Yaşadığımız çevrenin ve doğanın en büyük katili insanoğlunun kendisidir. Kendisine hayat veren ve nefes almasını sağlayan doğayı yok eden insanoğlu, aslında kendi hayatını da yok ettiğinin farkında değildir.
İnsan önce doğasını yok eder ve sonra kendi de yok olur. Klasikleşmiş bir söz var, ”Keşke insanlarda, hayvanlar kadar doğaya sahip çıksa” Ama yok. İnsanoğlu bencilliğinin, egosunun, kazanma hırsının kurbanı olmaya devam ediyor. Sanki bu dünya onlara kalacakmış gibi.
Bir Kızılderili şefi der ki, “Son ağaç kesildiğinde, son ırmak kuruduğunda, son balık tutulduğunda, beyaz adam paranın yenmeyecek bir şey olduğunu anlayacak, ama o zaman iş işten geçmiş olacak.”
Aslında uzaklara bakmaya hiç gerek yok. Şöyle bir etrafımıza bakacak olursak, Konya’nın yakınına bir bakarsak, son yıllarda doğayı nasıl yok ettiğimizi görürüz. Özellikle de yaz aylarının gelmesi ile birlikte doğayı daha çok yok etmekteyiz.
Piknik amaçlı olarak gittiğimiz yeşil alanları adeta bir daha gitmeyecekmiş gibi yok etmekteyiz. Tarla açmak için güzelim ağaçları kesmekteyiz. Hayvan otlatırken filizlenmiş ağaçların yenmesine sessiz kalmaktayız. Anız yakarak toprağın verimliliğini ve buradaki hayvanları katletmekteyiz.

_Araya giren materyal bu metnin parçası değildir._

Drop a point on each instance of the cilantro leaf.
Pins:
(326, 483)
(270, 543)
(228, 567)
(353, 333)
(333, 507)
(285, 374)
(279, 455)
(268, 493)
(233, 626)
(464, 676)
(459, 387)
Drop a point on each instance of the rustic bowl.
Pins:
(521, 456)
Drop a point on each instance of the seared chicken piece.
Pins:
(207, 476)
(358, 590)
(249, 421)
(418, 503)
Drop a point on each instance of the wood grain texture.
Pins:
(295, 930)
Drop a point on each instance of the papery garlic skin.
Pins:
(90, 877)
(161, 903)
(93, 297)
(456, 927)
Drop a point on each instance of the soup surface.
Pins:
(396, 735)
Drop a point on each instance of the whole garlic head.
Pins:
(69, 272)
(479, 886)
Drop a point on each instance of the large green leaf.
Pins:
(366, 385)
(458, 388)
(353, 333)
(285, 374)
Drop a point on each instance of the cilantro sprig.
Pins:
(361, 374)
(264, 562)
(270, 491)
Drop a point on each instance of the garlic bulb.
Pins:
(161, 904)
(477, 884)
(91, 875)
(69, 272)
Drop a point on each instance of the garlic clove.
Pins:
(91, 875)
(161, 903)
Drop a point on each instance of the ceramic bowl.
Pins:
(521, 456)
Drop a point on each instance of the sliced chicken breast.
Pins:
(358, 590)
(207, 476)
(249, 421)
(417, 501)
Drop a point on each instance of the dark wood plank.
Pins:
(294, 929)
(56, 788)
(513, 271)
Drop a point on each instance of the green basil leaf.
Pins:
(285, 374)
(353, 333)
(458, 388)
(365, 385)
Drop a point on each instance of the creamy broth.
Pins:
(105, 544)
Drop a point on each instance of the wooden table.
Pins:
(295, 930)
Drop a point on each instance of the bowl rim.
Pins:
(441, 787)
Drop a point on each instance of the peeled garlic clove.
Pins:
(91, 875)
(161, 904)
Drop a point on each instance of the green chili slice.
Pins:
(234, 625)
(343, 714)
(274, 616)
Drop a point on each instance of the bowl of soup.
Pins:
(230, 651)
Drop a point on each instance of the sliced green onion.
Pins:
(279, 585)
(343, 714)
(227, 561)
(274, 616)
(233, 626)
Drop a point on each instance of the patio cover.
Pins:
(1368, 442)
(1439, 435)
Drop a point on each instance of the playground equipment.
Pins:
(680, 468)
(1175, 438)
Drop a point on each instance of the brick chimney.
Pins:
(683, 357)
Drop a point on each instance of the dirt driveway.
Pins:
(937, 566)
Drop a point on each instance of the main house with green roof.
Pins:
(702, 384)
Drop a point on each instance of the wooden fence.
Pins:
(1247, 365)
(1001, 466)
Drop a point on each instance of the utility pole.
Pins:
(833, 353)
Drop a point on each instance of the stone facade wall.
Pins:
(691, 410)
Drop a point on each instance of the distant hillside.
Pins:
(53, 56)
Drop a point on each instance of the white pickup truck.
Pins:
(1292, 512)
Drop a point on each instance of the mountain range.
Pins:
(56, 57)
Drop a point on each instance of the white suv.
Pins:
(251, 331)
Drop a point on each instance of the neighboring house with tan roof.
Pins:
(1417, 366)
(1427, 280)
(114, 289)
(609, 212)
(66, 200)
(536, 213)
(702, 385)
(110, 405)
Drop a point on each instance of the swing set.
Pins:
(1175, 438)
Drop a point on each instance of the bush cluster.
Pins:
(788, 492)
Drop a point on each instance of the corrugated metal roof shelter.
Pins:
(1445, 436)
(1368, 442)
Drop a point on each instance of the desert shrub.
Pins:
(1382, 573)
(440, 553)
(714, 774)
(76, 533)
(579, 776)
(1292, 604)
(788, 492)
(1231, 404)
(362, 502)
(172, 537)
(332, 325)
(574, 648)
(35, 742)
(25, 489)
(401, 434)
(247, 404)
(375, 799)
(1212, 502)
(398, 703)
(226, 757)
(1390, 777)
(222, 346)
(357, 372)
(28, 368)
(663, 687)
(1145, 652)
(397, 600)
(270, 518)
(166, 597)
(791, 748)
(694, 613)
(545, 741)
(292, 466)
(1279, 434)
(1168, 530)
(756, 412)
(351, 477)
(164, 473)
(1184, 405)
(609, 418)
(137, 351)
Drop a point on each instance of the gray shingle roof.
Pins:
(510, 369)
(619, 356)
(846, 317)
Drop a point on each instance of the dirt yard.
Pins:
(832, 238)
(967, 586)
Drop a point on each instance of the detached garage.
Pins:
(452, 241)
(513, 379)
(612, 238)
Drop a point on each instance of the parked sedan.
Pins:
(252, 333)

Bu durum böyle devam edecek olursa dünyadaki doğal çevre zaman içerisinde yok olacak.
Dünya yok olursa bize ne kalacak enkazdan başka. Hani biz bu dünyayı çocuklarımızdan miras almıştık. Neden bu mirasa sahip çıkamıyoruz. Ormanlarımız yok oluyor, yeraltı zenginliklerimiz hiç ediliyor, her şeyden önce insanlığımız yok oluyor.